The single nucleotide polymorphism (SNP) site within the aquaporin (AQP)-4 gene exons and its possible role in the pathogenesis of neuromyelitis optica (NMO) were studied. From March 2010 to June 2012, 72 patients with NMO from Xiangyang No. 1 People's Hospital, Hubei University of Medicine were enrolled in the NMO group. At the same time, 80 patients with multiple sclerosis (MS) were enrolled in our study as the MS group. Blood samples were collected and DNA was extracted for analysis of SNP sites of gene.
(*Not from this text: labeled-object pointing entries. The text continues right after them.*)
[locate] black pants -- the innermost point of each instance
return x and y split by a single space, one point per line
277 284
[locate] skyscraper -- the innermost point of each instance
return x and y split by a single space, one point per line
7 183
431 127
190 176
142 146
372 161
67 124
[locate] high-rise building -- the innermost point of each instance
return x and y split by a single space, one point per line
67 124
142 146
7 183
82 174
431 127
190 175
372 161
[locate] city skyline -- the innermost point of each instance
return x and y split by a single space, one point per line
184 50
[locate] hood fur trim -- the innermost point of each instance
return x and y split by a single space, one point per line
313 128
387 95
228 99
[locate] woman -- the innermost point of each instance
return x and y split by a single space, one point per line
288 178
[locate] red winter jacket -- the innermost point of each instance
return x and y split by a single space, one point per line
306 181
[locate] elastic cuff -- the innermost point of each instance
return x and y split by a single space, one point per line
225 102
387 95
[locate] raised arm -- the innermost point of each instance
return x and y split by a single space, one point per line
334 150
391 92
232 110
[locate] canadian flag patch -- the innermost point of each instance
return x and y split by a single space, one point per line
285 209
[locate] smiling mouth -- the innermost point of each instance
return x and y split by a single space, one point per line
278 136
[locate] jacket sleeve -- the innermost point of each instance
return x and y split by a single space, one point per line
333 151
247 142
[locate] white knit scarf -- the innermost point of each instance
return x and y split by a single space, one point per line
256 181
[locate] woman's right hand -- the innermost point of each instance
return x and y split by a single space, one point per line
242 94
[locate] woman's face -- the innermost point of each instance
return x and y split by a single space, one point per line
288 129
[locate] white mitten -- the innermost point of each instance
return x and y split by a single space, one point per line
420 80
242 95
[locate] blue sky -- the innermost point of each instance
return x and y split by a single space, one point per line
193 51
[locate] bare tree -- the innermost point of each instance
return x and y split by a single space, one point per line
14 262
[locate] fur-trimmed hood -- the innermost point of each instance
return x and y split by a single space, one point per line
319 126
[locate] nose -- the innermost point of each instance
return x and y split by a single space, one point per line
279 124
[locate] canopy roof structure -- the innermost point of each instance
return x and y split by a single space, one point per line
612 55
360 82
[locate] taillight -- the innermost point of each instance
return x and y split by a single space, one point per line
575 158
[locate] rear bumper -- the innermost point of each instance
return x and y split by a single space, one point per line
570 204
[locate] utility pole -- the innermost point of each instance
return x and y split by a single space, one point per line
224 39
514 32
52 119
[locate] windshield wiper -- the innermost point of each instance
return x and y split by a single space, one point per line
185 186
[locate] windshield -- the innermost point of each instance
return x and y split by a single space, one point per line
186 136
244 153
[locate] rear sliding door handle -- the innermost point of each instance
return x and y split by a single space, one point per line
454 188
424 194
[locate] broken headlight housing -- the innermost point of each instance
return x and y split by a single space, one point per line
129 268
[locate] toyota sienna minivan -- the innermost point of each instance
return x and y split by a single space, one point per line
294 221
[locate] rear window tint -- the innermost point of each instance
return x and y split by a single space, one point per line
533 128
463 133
Specific site-directed mutagenesis method was used for site-directed mutagenesis on plasmid enhanced green fluorescence protein carrying gene. Mutant plasmids were constructed and used for transfecting cell lines. The differences of anti-AQP4 antibody level in the cell line were analyzed. The possible correlation between gene SNP sites and the pathogenesis of NMO were analyzed. In the NMO group, 6 SNP sites in gene were located in exons 2 and 5. These included R108T, I110N, E280R, D281R, P295R and E317M. There was no SNP site in exons 1, 3 and 4. In the MS group, no SNP site was found in gene. R108T, I110N, R108T/I110N, E280R/D281R, P295R and E317M cell lines were constructed in the NMO group, and anti-AQP4 antibody in the serum was compared between R108T/I110N, E280R/D281R and E317M cell lines and the original HEK293T cell line. The difference was statistically significant (P<0.05). The positive rate of anti-AQP4 antibody titer in serum was compared between R108T, I110N, R108T/I110N, E280R/D281R, P295R and E317M cell lines in the NMO group and the original cell line in the MS group. In conclusion, SNP sites in gene in patients with NMO may lead to some conformational changes in AQP4 protein. This affects the antigenicity of AQP4 protein. The different intensity of antigen-antibody reaction may cause the differences of titer observed between the different mutant cell lines.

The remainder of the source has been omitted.